Six years later, when Sarah felt ready to return to education, she was dismayed to find that most universities were very inflexible when it came to her exam results, despite the time that had passed since. “Birkbeck looked at more than just grades when they considered my application,” she says, “They take on students that really want to be there.”

Going back to full-time education was a nerve-wracking experience for Sarah at the start: “There was a lot of work and a lot of writing, which was a skill I hadn’t used much for the last few years, but after a few months it just felt normal again,” she explains. In her first year of study, Sarah received support from Birkbeck’s wellbeing service. “I knew that with depression I might find it hard to motivate myself to go in,” she says, “Birkbeck couldn’t solve that problem for me, but they really listened to me and were very supportive.”

It would have been easy to walk away in those first few months, but Sarah persevered and soon began to enjoy studying. “People don’t study at Birkbeck for the sake of it,” she explains, “It’s important to make friends, but you’re also there to gain something for your future. I really enjoyed studying the theory and methodology of law and even started to like writing essays!”

Birkbeck’s evening study model suited Sarah, who prefers working late in the evening, as it gave her the space in the day she needed to focus on her mental health. “It’s important for universities to understand that students and staff have competing demands on their time, and to make provision for that,” she says. Her advice for potential students is to know who can be called on in your support network for when challenges arise. “Have a discussion with your friends and family beforehand,” she advises, “studying in the evening will affect your social life, but for me it was all worth it.”

A highlight of studying at Birkbeck for Sarah was the relationships she built with the lecturers and tutors she worked with. “The professors and lecturers who taught us were really supportive and approachable, but I was also impressed by how up to date they kept with their research – there was always something new to learn from them,” she explains.

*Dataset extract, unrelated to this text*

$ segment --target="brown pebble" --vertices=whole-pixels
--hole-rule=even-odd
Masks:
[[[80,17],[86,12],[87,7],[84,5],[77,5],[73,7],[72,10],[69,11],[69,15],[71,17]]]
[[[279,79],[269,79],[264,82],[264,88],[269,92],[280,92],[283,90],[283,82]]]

Sarah graduates on Tuesday 6 November, on what would have been her dad’s birthday. He also studied law at university, as Sarah explains: “I didn’t choose my course because of my dad, but I suppose it was always in the back of my mind while I was studying. I’m relocating to Canada with my husband next year and I’d like to do more research in law and eventually work as an academic or in a not for profit – I don’t want to place any restrictions on my future.”